Top Tony Awards won by people of color
Free Press wire reports | 6/17/2016, 4:24 p.m.
Free Press wire reports
People of color snagged the top Tony Awards for performances on Broadway stages during the past year— a sharp contrast to Hollywood’s all-white Academy Awards for movies.
The 70th annual Tony Awards on Sunday celebrated Lin-Manuel Miranda’s smash success “Hamilton,” which won 11 awards and saw best musical performance awards go to Leslie Odom Jr., Daveed Diggs and Renée Elise Goldsberry, stars of the musical about Alexander Hamilton, one of the nation’s founding fathers.
Mr. Miranda, who plays Alexander Hamilton, is of Puerto Rican heritage, while Mr. Odom, Mr. Diggs and Ms. Goldsberry are African-American.
“The Color Purple” — a tale of struggle involving an abused African-American woman who rises above her circumstances— rounded out the major awards, with the show’s star, Cynthia Erivo, winning the top prize for a lead actress in a musical.
Her victory moved to tears Oprah Winfrey, executive producer of the show based on author Alice Walker’s novel.

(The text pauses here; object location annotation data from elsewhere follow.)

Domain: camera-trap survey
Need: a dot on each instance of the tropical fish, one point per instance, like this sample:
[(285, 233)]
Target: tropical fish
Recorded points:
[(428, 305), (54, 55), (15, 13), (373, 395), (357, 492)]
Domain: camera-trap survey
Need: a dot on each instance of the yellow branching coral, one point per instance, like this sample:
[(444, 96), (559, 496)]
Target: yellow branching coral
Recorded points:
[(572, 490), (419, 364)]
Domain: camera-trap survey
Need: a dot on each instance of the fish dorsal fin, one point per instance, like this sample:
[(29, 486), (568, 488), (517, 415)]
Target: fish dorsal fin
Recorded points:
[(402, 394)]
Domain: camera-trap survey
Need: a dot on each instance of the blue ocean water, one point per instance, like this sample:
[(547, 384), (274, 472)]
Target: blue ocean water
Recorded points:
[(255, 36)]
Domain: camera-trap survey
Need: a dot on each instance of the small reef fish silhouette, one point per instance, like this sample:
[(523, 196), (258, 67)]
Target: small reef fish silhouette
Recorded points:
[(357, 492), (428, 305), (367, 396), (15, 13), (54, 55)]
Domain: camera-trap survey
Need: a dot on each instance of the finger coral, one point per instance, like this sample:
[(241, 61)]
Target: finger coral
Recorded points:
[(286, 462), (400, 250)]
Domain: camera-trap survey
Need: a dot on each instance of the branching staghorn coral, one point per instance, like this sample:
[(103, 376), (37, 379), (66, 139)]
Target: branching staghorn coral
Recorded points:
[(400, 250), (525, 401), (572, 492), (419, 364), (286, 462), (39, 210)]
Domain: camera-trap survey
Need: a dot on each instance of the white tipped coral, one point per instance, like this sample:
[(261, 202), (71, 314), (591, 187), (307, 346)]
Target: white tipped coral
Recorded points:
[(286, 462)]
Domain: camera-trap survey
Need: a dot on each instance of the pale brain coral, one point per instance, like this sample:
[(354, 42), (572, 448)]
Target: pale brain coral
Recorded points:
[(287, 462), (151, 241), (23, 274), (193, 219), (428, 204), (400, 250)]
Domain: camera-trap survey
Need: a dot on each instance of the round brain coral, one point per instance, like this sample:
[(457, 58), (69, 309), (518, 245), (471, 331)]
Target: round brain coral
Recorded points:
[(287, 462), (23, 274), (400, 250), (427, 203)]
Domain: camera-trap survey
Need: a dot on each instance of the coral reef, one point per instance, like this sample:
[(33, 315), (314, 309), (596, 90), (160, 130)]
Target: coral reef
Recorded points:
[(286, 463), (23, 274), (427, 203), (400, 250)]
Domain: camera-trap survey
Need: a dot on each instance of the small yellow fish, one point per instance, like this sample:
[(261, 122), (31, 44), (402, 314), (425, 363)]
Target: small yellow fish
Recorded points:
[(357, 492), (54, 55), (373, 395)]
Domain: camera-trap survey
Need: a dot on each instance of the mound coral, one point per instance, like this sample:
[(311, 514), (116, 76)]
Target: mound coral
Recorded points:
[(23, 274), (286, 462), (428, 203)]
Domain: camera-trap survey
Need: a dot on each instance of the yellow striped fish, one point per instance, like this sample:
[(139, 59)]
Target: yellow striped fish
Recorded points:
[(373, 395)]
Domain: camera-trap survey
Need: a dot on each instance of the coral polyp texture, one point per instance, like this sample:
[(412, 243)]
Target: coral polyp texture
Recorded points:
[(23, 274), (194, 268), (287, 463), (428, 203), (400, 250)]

This was the first time that all of the top awards for Broadway musicals went to non-white performers.
The award winners were joined by the long list of nominees and others who work on Broadway who also reflected diversity.
The audience was equally diverse, and that diversity received a humorous salute from emcee, James Corden, who quipped: “Think of tonight as the Oscars, but with diversity. It’s so diverse, Donald Trump has threatened to build a wall around this theater.”
Mr. Diggs, who won the coveted featured actor prize, said he was proud of the varied cultural and personal backgrounds of the people who were nominated for awards.
“There is so much diversity on Broadway right now,” he said in a backstage interview. ”It’s nice to have it feeling a little more mainstream and a lot more inclusive.”
In February, film industry luminaries such as Will and Jada Pinkett Smith and director Spike Lee boycotted the Oscars to protest the lack of diversity.
The Academy of Motion Pictures Arts and Sciences, which awards the Oscars and is led by an African-American woman, first defended its selections, but then issued a promise to make “substantive changes designed to make the Academy’s membership, its governing bodies and its voting members significantly more diverse.”
High-level victories for people of color on Broadway are expected to influence Hollywood. The massive success of the hugely diverse “Hamilton” could push casting directors to consider more diversity in key film roles.